“Fracking” made the short list for the Oxford Dictionaries Word of the Year 2011 for the U.S. It joined “Tiger mother,” “Arab spring,” and “The 99 percent” (though it lost top honors to “Squeezed middle”).
The dictionary entry notes that fracking is “the forcing open of fissures in subterranean rocks by introducing liquid at high pressure, especially to extract oil or gas. [Shortened < hydraulic fracturing.]” However, some may prefer the explanation provided in the popular video “My Water’s on Fire Tonight (The Fracking Song),” which was produced by NYU journalism students in collaboration with ProPublica.
On a more serious note, fracking poses a substantial risk to drinking water supplies. The U.S. Environmental Protection Agency (EPA) issued a draft report in early December that linked hydraulic fracturing to water contamination in the drinking wells of families living in the small town of Pavilion, Wyoming. Samples from the EPA’s own monitoring wells detected synthetic chemicals that are used during the fracking process in the underground water aquifer.

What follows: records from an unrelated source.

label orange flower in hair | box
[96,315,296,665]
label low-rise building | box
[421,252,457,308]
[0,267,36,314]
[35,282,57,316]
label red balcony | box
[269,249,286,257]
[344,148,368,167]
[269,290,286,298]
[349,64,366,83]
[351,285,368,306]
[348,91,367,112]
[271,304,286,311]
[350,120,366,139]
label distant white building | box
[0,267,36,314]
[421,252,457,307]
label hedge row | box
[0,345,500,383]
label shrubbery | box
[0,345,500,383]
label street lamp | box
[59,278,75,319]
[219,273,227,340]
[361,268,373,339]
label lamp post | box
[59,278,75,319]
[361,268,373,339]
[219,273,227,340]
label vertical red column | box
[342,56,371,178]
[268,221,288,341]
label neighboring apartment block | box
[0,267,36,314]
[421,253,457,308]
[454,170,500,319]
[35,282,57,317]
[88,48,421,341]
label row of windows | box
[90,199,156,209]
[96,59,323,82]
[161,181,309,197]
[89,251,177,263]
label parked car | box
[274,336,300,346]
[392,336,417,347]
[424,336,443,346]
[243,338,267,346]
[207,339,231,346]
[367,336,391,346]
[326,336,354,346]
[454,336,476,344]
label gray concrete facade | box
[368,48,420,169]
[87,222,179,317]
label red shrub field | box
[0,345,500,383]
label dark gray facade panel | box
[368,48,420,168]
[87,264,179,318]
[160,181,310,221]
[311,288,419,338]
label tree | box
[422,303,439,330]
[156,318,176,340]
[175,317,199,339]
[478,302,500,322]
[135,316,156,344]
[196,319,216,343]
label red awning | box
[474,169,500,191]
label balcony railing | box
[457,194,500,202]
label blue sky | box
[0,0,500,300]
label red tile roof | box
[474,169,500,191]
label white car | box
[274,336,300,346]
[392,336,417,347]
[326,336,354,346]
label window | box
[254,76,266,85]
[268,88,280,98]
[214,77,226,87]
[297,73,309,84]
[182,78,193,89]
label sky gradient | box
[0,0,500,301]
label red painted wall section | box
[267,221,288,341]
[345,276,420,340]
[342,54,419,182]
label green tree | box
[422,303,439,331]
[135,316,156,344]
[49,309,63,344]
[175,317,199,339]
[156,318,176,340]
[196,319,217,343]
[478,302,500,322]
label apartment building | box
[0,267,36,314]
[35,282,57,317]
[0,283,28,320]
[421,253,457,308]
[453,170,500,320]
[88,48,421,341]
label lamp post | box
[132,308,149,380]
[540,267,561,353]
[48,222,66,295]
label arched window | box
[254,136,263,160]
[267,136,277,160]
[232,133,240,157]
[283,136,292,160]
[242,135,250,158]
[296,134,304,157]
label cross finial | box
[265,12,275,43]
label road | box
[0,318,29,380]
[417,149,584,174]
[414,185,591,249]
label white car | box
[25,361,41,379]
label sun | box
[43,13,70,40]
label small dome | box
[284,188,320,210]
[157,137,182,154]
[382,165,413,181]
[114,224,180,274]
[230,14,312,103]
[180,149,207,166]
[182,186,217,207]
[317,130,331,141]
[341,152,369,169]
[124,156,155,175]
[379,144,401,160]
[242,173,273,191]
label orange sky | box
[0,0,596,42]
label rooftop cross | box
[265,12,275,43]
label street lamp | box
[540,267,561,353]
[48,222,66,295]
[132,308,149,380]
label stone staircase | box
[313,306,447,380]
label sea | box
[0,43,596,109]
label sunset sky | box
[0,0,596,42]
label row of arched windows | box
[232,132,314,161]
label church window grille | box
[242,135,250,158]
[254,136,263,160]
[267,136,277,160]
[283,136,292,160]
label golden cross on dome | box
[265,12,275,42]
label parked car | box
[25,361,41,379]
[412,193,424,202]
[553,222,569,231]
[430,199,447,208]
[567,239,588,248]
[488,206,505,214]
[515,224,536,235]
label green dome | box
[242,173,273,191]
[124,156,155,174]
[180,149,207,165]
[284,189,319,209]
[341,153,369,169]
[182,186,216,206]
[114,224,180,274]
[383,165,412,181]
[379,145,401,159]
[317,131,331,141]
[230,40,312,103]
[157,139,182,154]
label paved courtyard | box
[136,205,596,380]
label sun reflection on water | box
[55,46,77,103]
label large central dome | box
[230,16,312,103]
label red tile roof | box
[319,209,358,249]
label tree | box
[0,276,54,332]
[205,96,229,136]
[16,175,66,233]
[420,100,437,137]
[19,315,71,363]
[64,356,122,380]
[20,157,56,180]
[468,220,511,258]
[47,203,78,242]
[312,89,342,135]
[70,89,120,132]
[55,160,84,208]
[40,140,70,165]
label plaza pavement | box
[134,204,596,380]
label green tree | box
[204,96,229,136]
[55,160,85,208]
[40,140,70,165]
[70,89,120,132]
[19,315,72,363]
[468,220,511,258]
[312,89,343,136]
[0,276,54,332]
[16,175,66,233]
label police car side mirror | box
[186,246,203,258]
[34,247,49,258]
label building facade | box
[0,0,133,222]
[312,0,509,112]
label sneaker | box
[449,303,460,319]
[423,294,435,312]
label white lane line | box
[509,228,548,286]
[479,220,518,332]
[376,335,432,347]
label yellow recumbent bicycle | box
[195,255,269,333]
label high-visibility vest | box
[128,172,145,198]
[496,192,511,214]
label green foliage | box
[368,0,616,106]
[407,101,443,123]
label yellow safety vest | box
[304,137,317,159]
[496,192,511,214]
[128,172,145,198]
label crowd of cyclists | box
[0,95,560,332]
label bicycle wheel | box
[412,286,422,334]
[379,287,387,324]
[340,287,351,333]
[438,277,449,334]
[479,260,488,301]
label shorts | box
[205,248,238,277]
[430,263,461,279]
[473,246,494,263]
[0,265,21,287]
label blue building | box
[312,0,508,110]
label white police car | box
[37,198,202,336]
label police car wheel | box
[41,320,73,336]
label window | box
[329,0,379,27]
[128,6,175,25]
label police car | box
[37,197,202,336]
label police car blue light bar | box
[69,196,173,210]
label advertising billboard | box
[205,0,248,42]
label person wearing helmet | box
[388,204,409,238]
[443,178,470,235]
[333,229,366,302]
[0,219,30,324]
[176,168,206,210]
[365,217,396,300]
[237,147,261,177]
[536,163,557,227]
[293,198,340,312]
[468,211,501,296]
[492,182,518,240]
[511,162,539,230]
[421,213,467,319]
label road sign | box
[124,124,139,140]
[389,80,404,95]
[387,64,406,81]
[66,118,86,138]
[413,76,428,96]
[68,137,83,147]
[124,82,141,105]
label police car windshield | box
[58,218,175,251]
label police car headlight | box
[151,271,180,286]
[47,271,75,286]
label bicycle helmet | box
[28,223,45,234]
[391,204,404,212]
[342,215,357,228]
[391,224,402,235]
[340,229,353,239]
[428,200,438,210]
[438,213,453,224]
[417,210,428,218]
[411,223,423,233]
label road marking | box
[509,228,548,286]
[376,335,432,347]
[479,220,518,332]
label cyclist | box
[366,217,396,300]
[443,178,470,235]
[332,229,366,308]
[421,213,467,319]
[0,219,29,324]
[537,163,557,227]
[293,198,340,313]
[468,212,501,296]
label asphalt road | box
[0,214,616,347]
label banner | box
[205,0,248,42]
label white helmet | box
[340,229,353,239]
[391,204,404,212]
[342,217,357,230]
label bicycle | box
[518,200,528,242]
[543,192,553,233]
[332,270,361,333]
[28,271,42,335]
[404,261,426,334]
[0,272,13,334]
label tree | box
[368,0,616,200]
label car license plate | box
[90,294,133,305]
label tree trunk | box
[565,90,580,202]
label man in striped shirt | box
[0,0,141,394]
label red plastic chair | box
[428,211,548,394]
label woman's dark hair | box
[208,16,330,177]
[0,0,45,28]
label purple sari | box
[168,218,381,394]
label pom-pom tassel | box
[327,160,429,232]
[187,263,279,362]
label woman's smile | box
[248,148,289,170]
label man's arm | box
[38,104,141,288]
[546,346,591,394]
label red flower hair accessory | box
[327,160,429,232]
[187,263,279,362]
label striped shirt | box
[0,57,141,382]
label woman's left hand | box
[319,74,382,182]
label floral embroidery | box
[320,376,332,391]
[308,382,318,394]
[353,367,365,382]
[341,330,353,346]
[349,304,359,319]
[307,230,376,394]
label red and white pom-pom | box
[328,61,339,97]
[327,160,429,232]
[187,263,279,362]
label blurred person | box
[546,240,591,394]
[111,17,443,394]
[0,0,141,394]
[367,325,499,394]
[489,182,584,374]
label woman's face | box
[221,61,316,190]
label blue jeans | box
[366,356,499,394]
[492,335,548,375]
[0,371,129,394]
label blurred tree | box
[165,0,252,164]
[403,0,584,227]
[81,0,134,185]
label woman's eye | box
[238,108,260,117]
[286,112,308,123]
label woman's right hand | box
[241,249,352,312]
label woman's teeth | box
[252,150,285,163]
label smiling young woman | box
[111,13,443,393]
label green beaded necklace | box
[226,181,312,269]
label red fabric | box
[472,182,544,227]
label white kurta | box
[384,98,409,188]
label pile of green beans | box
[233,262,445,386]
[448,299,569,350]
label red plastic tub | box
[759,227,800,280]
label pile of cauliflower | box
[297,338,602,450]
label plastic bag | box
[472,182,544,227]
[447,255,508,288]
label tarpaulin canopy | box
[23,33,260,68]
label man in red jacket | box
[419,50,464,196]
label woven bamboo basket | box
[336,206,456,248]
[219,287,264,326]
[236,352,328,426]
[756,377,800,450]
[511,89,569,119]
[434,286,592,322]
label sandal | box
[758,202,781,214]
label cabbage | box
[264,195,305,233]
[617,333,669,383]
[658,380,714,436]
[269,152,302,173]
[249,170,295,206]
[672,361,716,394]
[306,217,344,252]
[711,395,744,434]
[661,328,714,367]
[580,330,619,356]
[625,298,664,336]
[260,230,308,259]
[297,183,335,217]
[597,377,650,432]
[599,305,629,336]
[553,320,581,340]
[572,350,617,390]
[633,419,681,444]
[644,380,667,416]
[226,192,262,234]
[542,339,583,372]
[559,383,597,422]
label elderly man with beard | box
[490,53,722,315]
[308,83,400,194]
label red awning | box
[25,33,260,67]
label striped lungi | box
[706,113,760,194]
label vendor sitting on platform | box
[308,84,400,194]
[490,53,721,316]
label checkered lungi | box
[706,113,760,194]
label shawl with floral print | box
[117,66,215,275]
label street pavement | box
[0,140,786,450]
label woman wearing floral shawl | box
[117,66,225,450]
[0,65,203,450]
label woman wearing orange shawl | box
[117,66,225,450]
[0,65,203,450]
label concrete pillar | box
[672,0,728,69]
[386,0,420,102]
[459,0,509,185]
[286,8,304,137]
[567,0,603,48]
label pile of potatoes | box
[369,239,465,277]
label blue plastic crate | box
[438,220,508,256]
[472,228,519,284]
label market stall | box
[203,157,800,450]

Hydraulic fracturing is not confined to the U.S. ELAW partners in countries like Ukraine, South Africa, and Australia are monitoring new proposals that involve fracking to extract natural gas from underground rock formations. Sharing information from the U.S. will help leaders in other regions take appropriate measures to protect precious drinking water supplies. Good news emerged from Bulgaria just this week, where lawmakers overwhelmingly voted to ban fracking, effectively halting a plan by Chevron to use the process to drill for natural gas in that country.